Problem with searching over Beautiful Soap object

Pavel_47 · May-28-2022, 01:50 PM

Well ... if I stay at the current version of Selenium, how to find Publisher ?
I've just tried

publisher = browser.find_element_by_name('Publisher')

Search failed and threw exception.

Pavel_47 · May-28-2022, 02:02 PM

Well, this instruction do the job:

publisher = browser.find_elements_by_xpath("//*[contains(text(), 'Publisher')]")

But the real value of Publisher (i.e. Springer) is the next field.
How to advance to the next field ?

***snippsat*** · (This post was last modified: May-28-2022, 02:15 PM by snippsat.)

This is the old way browser.find_elements_by_xpath(Deprecated) when use Selenium 4 is like this.

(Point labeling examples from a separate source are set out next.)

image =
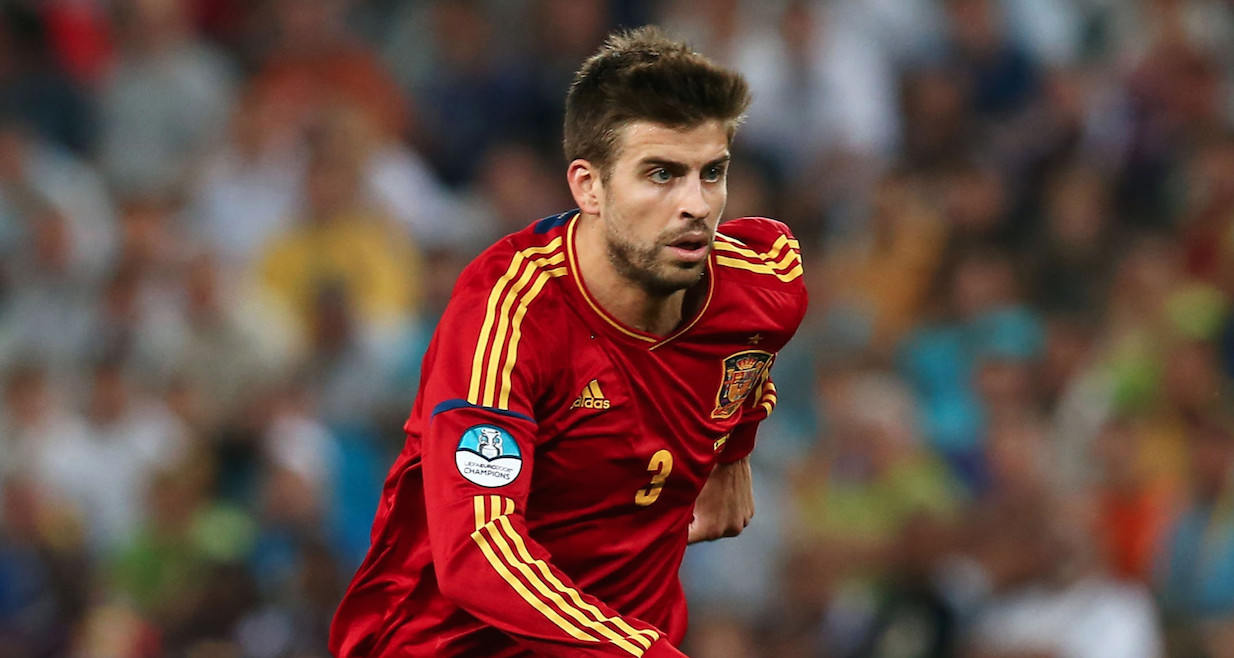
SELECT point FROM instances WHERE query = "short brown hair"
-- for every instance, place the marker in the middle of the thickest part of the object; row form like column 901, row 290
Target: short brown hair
column 643, row 74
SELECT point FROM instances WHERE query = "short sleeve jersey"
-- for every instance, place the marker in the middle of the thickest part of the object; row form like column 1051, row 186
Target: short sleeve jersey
column 553, row 457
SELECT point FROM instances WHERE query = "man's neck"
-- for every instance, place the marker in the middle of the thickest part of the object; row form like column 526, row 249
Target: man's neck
column 622, row 298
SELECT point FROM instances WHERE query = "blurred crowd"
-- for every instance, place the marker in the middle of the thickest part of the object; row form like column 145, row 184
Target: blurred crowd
column 1005, row 431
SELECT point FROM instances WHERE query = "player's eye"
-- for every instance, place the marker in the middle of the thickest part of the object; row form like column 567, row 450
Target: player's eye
column 713, row 173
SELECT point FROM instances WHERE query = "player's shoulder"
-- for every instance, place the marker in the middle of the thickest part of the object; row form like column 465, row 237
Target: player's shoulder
column 759, row 251
column 521, row 262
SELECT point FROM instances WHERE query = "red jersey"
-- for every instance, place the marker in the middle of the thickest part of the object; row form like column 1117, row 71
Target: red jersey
column 553, row 457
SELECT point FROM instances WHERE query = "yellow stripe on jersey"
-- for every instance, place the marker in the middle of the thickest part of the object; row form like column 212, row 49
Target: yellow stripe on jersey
column 761, row 268
column 517, row 332
column 509, row 556
column 644, row 637
column 634, row 642
column 729, row 252
column 507, row 294
column 541, row 606
column 727, row 243
column 544, row 595
column 769, row 398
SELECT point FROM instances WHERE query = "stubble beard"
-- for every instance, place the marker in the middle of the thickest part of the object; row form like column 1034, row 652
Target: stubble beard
column 644, row 266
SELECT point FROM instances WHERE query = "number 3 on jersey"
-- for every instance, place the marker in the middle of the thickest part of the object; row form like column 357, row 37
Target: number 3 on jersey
column 659, row 468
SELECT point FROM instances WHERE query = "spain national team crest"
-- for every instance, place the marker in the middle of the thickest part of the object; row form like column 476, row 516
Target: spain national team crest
column 488, row 456
column 743, row 370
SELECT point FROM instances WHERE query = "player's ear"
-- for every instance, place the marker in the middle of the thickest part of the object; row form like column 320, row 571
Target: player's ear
column 586, row 185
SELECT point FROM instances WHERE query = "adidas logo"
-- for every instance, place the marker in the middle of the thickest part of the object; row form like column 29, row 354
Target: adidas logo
column 591, row 398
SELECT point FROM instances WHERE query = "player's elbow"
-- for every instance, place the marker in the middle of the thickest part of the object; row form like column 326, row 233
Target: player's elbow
column 455, row 575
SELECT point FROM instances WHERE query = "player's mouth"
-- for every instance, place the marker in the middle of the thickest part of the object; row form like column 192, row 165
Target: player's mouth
column 692, row 247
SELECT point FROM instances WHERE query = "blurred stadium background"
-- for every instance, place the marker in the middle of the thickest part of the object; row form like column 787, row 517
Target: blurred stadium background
column 227, row 227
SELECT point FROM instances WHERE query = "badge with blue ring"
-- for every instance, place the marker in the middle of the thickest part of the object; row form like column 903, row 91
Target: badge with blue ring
column 488, row 456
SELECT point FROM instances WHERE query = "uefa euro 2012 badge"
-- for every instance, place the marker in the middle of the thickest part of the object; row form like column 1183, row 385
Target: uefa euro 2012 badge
column 489, row 456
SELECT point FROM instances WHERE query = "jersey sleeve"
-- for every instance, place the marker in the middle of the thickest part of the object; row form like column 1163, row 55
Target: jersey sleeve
column 757, row 408
column 768, row 254
column 483, row 378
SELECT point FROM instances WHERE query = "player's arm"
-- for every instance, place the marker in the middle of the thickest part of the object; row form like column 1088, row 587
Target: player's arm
column 479, row 453
column 726, row 504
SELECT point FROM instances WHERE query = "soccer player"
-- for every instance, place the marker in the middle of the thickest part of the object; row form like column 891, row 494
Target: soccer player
column 591, row 394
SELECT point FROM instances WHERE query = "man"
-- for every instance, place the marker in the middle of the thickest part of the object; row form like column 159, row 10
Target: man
column 590, row 375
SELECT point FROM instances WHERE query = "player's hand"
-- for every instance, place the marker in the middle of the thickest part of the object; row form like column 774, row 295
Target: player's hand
column 726, row 503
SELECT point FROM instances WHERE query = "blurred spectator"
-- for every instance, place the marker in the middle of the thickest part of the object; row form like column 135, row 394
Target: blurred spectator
column 1196, row 566
column 823, row 87
column 1001, row 72
column 35, row 90
column 468, row 89
column 1018, row 226
column 1072, row 254
column 884, row 273
column 165, row 98
column 342, row 241
column 982, row 317
column 251, row 183
column 854, row 493
column 1056, row 600
column 1132, row 509
column 315, row 62
column 105, row 470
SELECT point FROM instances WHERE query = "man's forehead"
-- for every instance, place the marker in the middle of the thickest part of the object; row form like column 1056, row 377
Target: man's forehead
column 647, row 140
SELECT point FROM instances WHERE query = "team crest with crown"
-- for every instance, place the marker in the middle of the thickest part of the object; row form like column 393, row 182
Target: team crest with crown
column 743, row 372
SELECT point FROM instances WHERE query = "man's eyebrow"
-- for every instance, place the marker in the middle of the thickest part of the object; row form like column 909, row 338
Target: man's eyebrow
column 673, row 167
column 678, row 167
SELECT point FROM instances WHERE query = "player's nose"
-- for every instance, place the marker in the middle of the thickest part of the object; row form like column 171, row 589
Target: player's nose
column 695, row 203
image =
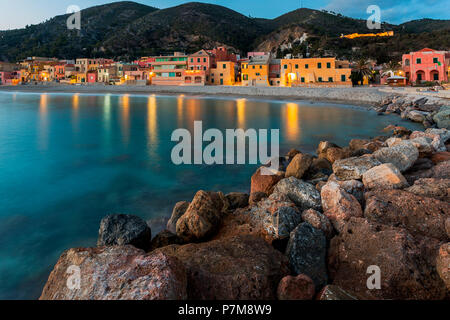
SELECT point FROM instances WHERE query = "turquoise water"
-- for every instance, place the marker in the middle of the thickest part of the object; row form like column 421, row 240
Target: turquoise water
column 67, row 160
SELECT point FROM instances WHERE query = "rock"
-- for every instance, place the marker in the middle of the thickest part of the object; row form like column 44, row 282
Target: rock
column 419, row 215
column 165, row 238
column 384, row 176
column 265, row 183
column 417, row 116
column 306, row 252
column 440, row 157
column 338, row 205
column 354, row 168
column 300, row 287
column 404, row 272
column 303, row 194
column 402, row 155
column 237, row 200
column 333, row 154
column 332, row 292
column 442, row 119
column 443, row 264
column 432, row 188
column 117, row 273
column 203, row 216
column 179, row 209
column 123, row 229
column 255, row 197
column 298, row 166
column 238, row 268
column 318, row 221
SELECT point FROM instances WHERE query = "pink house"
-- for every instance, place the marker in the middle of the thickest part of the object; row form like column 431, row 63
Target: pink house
column 426, row 65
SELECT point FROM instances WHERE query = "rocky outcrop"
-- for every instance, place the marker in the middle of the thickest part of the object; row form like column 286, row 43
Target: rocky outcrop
column 300, row 287
column 385, row 176
column 123, row 229
column 354, row 168
column 306, row 251
column 303, row 194
column 419, row 215
column 404, row 273
column 203, row 216
column 116, row 273
column 338, row 205
column 237, row 268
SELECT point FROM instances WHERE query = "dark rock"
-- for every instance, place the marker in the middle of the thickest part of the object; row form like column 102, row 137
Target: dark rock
column 123, row 229
column 306, row 252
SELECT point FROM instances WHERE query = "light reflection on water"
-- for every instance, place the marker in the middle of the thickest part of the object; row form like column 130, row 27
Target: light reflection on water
column 67, row 160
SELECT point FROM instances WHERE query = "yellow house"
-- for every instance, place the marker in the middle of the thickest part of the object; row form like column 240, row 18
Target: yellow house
column 223, row 74
column 327, row 71
column 258, row 71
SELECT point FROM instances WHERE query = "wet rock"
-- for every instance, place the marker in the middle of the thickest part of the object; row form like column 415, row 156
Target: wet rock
column 432, row 188
column 303, row 194
column 117, row 273
column 443, row 264
column 385, row 176
column 165, row 238
column 332, row 292
column 237, row 200
column 440, row 157
column 299, row 165
column 300, row 287
column 402, row 155
column 179, row 209
column 354, row 168
column 319, row 221
column 419, row 215
column 123, row 229
column 306, row 252
column 203, row 216
column 404, row 272
column 237, row 268
column 264, row 183
column 338, row 205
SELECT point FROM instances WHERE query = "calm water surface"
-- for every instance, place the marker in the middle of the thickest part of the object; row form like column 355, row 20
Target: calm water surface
column 66, row 160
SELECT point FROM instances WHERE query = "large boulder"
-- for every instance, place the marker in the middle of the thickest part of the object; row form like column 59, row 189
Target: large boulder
column 303, row 194
column 384, row 176
column 123, row 229
column 178, row 210
column 238, row 268
column 299, row 165
column 354, row 168
column 405, row 273
column 432, row 188
column 402, row 155
column 419, row 215
column 338, row 205
column 300, row 287
column 264, row 183
column 203, row 216
column 116, row 273
column 306, row 251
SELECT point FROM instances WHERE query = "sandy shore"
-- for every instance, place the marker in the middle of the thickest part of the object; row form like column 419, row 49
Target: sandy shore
column 365, row 96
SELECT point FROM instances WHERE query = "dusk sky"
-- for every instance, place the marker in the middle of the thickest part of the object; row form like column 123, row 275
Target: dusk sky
column 18, row 13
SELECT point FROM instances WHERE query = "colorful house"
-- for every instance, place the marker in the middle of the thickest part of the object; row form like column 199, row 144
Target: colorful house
column 426, row 65
column 297, row 72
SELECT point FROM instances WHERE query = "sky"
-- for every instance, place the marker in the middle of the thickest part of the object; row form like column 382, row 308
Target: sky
column 19, row 13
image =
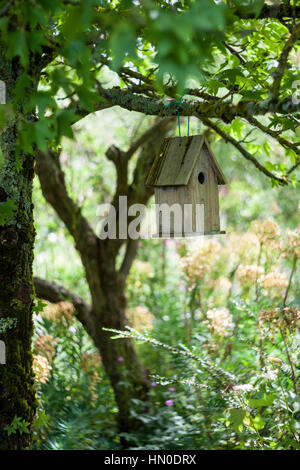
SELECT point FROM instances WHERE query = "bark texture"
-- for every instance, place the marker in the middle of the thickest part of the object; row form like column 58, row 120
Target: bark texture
column 128, row 377
column 17, row 393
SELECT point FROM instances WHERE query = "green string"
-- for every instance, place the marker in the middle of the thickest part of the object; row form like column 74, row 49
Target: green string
column 178, row 103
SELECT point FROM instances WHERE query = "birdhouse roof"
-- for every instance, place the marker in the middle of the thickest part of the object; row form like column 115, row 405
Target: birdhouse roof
column 176, row 159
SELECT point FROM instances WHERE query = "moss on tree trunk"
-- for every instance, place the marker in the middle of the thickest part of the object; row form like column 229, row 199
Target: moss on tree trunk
column 17, row 393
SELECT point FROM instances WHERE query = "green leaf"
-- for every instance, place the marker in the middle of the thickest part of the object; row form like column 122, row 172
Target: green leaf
column 266, row 400
column 122, row 42
column 236, row 417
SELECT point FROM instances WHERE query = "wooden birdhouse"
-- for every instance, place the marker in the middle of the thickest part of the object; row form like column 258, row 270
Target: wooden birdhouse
column 186, row 173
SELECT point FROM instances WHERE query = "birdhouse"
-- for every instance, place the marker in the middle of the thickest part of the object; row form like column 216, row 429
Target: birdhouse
column 186, row 173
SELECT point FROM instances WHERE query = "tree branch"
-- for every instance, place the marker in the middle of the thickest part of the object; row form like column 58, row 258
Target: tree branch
column 55, row 293
column 279, row 72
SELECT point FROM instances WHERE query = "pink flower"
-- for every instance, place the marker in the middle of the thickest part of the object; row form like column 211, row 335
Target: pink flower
column 169, row 402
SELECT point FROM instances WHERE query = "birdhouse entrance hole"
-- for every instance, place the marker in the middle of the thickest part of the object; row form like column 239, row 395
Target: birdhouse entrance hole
column 201, row 177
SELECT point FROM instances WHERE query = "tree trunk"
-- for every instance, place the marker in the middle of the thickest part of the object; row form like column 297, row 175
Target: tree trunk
column 17, row 393
column 128, row 376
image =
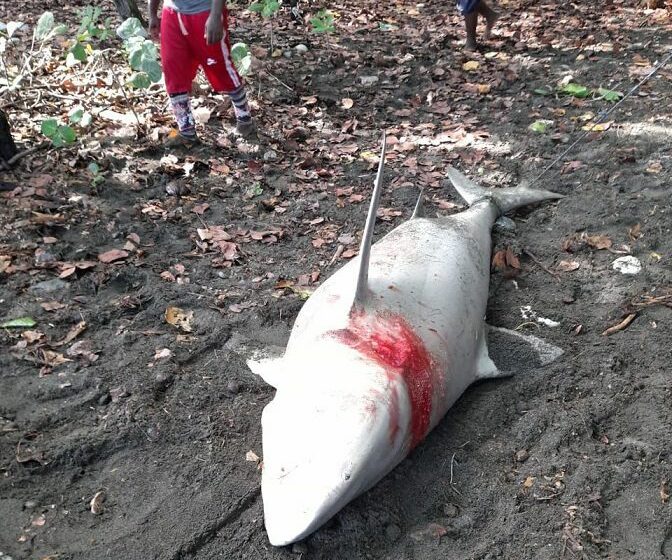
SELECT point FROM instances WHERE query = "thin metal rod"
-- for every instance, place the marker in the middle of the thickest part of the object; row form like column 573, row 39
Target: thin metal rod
column 603, row 117
column 365, row 249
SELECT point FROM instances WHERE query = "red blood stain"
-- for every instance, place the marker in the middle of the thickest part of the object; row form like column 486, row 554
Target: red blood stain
column 390, row 341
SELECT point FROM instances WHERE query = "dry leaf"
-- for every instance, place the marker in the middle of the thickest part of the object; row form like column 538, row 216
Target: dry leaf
column 53, row 359
column 200, row 208
column 52, row 305
column 597, row 241
column 529, row 482
column 620, row 326
column 32, row 336
column 73, row 333
column 635, row 232
column 83, row 349
column 112, row 255
column 179, row 318
column 567, row 266
column 162, row 354
column 654, row 167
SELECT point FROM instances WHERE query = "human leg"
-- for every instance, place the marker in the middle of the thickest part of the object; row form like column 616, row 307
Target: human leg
column 469, row 9
column 221, row 73
column 179, row 70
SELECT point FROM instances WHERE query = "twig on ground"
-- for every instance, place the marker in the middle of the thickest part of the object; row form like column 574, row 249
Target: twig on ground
column 541, row 265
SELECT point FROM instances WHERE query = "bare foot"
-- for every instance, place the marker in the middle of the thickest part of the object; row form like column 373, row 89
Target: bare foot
column 490, row 20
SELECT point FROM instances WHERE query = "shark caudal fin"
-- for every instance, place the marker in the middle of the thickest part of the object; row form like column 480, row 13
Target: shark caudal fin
column 419, row 211
column 362, row 291
column 506, row 199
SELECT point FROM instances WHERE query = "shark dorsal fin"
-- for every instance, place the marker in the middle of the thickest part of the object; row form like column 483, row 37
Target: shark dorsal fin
column 362, row 290
column 419, row 211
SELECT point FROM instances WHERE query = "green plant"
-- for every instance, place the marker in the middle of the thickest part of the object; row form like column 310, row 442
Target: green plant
column 242, row 58
column 90, row 28
column 143, row 56
column 96, row 176
column 80, row 116
column 59, row 134
column 267, row 9
column 323, row 22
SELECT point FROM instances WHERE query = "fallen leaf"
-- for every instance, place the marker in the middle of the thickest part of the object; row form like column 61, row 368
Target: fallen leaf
column 597, row 241
column 598, row 127
column 73, row 333
column 163, row 353
column 567, row 266
column 168, row 276
column 571, row 166
column 19, row 323
column 112, row 255
column 654, row 167
column 82, row 349
column 53, row 359
column 621, row 325
column 200, row 208
column 32, row 336
column 179, row 318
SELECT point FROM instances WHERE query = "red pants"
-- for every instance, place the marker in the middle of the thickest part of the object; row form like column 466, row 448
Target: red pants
column 184, row 49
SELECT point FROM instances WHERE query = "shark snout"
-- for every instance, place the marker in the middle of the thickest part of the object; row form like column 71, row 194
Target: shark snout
column 295, row 506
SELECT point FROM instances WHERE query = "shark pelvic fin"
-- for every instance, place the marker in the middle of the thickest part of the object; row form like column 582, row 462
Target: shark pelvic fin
column 506, row 199
column 485, row 367
column 269, row 369
column 362, row 290
column 419, row 211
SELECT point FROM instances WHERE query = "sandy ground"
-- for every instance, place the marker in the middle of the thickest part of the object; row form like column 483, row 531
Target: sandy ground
column 568, row 461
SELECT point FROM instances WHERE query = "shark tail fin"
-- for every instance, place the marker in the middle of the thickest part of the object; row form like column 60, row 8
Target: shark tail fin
column 362, row 290
column 419, row 211
column 506, row 199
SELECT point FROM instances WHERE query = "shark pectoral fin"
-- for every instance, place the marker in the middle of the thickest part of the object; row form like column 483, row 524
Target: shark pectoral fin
column 514, row 351
column 485, row 367
column 269, row 369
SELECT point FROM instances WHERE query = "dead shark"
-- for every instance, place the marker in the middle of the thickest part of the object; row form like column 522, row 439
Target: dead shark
column 376, row 357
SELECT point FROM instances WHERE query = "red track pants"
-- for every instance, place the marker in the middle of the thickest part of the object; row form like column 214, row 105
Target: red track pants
column 184, row 49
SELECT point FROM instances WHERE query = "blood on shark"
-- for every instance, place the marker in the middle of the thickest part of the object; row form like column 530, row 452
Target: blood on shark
column 377, row 356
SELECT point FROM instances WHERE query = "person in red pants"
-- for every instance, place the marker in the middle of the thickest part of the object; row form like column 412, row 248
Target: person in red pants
column 194, row 33
column 470, row 10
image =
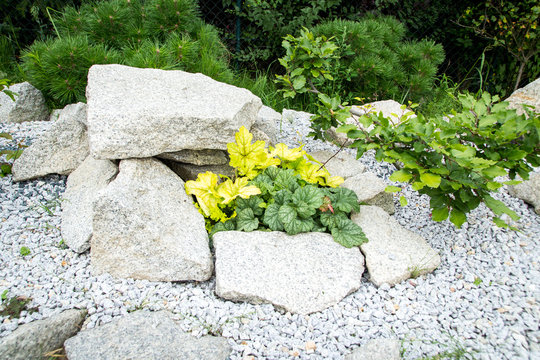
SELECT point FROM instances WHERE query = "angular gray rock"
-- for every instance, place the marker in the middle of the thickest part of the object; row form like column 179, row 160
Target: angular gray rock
column 528, row 191
column 37, row 338
column 390, row 109
column 378, row 349
column 55, row 114
column 266, row 121
column 370, row 190
column 528, row 95
column 29, row 105
column 82, row 187
column 197, row 157
column 144, row 335
column 190, row 172
column 140, row 113
column 58, row 151
column 342, row 164
column 302, row 274
column 145, row 226
column 393, row 253
column 76, row 111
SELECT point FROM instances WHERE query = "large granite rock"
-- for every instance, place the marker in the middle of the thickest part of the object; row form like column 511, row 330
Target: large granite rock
column 340, row 164
column 35, row 339
column 302, row 274
column 58, row 151
column 136, row 112
column 393, row 253
column 390, row 109
column 197, row 157
column 378, row 349
column 528, row 95
column 29, row 105
column 145, row 226
column 82, row 187
column 370, row 190
column 144, row 335
column 528, row 191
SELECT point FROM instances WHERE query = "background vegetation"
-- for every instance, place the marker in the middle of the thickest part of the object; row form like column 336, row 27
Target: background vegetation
column 479, row 51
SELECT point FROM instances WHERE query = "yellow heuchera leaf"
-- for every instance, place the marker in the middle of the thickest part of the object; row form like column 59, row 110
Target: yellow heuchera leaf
column 284, row 153
column 205, row 190
column 230, row 191
column 249, row 159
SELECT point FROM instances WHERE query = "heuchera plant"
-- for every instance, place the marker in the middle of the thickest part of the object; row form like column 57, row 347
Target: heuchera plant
column 276, row 189
column 455, row 160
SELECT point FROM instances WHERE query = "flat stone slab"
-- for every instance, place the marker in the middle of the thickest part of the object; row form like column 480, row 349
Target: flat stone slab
column 141, row 113
column 378, row 349
column 35, row 339
column 393, row 253
column 370, row 190
column 304, row 273
column 58, row 151
column 145, row 226
column 29, row 104
column 197, row 157
column 82, row 188
column 144, row 335
column 190, row 171
column 340, row 164
column 527, row 95
column 528, row 191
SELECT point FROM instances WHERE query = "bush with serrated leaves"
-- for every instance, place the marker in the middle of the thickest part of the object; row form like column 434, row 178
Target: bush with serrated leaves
column 278, row 190
column 456, row 159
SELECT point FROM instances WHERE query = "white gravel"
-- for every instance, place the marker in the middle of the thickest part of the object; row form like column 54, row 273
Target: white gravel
column 484, row 297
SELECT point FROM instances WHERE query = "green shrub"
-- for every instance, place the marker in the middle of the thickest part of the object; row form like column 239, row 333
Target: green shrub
column 455, row 160
column 5, row 166
column 265, row 23
column 373, row 61
column 59, row 67
column 164, row 34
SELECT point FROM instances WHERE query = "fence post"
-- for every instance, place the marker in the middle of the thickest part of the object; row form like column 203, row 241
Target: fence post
column 238, row 31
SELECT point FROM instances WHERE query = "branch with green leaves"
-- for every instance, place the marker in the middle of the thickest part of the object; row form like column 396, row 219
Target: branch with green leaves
column 457, row 160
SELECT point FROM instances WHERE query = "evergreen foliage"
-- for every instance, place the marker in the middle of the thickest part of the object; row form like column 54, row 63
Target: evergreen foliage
column 455, row 160
column 164, row 34
column 375, row 62
column 265, row 23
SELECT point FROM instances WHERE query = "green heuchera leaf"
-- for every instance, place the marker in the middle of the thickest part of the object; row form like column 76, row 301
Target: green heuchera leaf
column 246, row 221
column 344, row 200
column 307, row 200
column 271, row 218
column 286, row 179
column 283, row 197
column 348, row 234
column 253, row 202
column 332, row 220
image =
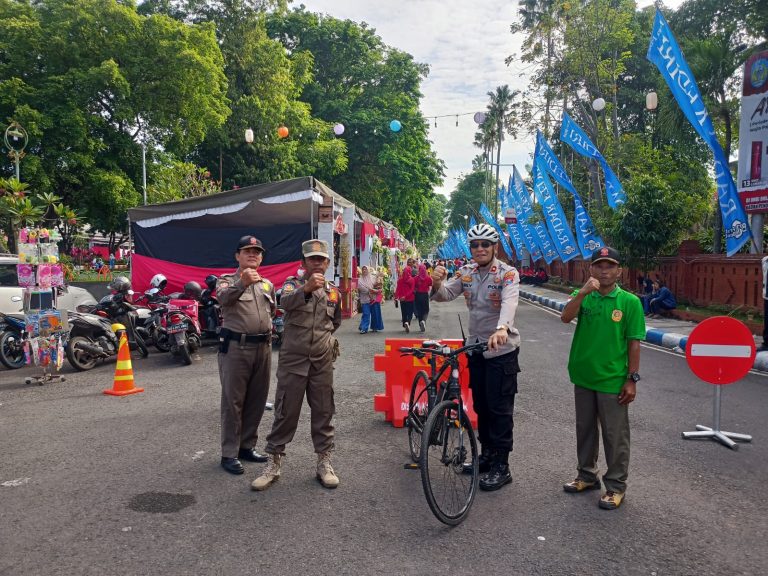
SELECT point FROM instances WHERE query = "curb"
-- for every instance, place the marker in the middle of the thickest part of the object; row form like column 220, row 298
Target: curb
column 670, row 340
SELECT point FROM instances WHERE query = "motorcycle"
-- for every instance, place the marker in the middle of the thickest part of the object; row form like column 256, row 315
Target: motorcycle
column 183, row 328
column 11, row 341
column 151, row 318
column 91, row 337
column 210, row 313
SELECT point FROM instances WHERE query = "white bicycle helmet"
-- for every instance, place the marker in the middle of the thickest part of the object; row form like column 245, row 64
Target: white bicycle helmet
column 158, row 281
column 483, row 232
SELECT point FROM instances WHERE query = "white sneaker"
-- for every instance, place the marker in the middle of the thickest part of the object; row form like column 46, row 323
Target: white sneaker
column 325, row 474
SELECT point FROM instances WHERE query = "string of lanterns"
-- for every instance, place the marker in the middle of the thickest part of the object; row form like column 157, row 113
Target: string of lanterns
column 394, row 126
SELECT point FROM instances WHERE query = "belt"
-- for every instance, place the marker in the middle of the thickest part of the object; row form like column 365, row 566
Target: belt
column 243, row 338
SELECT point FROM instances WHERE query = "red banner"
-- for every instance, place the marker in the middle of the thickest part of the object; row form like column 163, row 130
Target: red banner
column 143, row 268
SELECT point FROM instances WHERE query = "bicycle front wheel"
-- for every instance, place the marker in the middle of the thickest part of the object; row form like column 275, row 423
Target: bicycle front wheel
column 448, row 442
column 417, row 413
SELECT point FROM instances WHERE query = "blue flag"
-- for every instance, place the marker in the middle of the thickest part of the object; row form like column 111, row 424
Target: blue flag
column 576, row 138
column 486, row 214
column 460, row 237
column 586, row 235
column 561, row 234
column 664, row 52
column 516, row 228
column 535, row 234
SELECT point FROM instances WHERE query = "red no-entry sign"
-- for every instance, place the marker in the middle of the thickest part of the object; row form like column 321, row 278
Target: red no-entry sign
column 720, row 350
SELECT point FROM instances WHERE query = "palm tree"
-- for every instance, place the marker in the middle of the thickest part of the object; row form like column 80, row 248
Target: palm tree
column 503, row 109
column 715, row 61
column 486, row 139
column 540, row 19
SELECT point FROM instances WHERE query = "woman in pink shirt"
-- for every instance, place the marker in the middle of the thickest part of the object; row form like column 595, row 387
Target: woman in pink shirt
column 423, row 285
column 405, row 293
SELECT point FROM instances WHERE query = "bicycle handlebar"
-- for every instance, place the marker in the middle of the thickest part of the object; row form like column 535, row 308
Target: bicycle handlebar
column 451, row 353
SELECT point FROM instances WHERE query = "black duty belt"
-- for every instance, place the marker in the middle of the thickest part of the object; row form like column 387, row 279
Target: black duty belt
column 243, row 338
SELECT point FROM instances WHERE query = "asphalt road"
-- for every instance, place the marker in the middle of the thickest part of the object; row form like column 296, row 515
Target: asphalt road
column 92, row 484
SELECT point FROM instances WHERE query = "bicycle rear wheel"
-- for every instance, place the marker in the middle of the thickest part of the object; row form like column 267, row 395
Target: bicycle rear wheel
column 417, row 413
column 448, row 442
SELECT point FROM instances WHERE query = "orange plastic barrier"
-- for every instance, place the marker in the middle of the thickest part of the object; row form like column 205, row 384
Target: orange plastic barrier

from selenium import webdriver
from selenium.webdriver.chrome.options import Options
from selenium.webdriver.chrome.service import Service
from selenium.webdriver.common.by import By
import time

#--| Setup
options = Options()
options.add_argument("--headless")
options.add_argument("--window-size=1920,1080")
options.add_experimental_option('excludeSwitches', ['enable-logging'])
ser = Service(r"C:\cmder\bin\chromedriver.exe")
browser = webdriver.Chrome(service=ser, options=options)
#--| Parse or automation
url = "https://www.amazon.com/Advanced-Artificial-Intelligence-Robo-Justice-Georgios-ebook/dp/B0B1H2MZKX/ref=sr_1_1?keywords=9783030982058&qid=1653563461&sr=8-1"
browser.get(url)
title = browser.find_element(By.CSS_SELECTOR, '#productTitle')
print(title.text)
# with CSS selector
publisher = browser.find_element(By.CSS_SELECTOR, '#detailBullets_feature_div > ul > li:nth-child(2) > span > span:nth-child(2)')
print(publisher.text)
# With XPath
publisher1 = browser.find_element(By.XPATH, '//*[@id="detailBullets_feature_div"]/ul/li[2]/span/span[2]')
print(publisher1.text)

Output:Advanced Artificial Intelligence and Robo-Justice
Springer (May 16, 2022)
Springer (May 16, 2022)

Pavel_47 · May-28-2022, 02:30 PM

(May-28-2022, 02:15 PM)snippsat Wrote: This is the old way browser.find_elements_by_xpath(Deprecated) when use Selenium 4 is like this.
Output:Advanced Artificial Intelligence and Robo-Justice
Springer (May 16, 2022)
Springer (May 16, 2022)

Ok, it works.
But this method relies on the layout of this book.
With another book, the layout may be slightly different.
I think a safer method is to find the tag containing "Publisher", then move to the next tag at the same level of hierarchy, and finally extract the text from that tag.
Can selenium provide such methods.
If I remember correctly, BeautifulSoup provides a navigation functions over neighboring tags.

***snippsat*** · (This post was last modified: May-28-2022, 06:06 PM by snippsat.)

(May-28-2022, 02:30 PM)Pavel_47 Wrote: I think a safer method is to find the tag containing "Publisher", then move to the next tag at the same level of hierarchy, and finally extract the text from that tag.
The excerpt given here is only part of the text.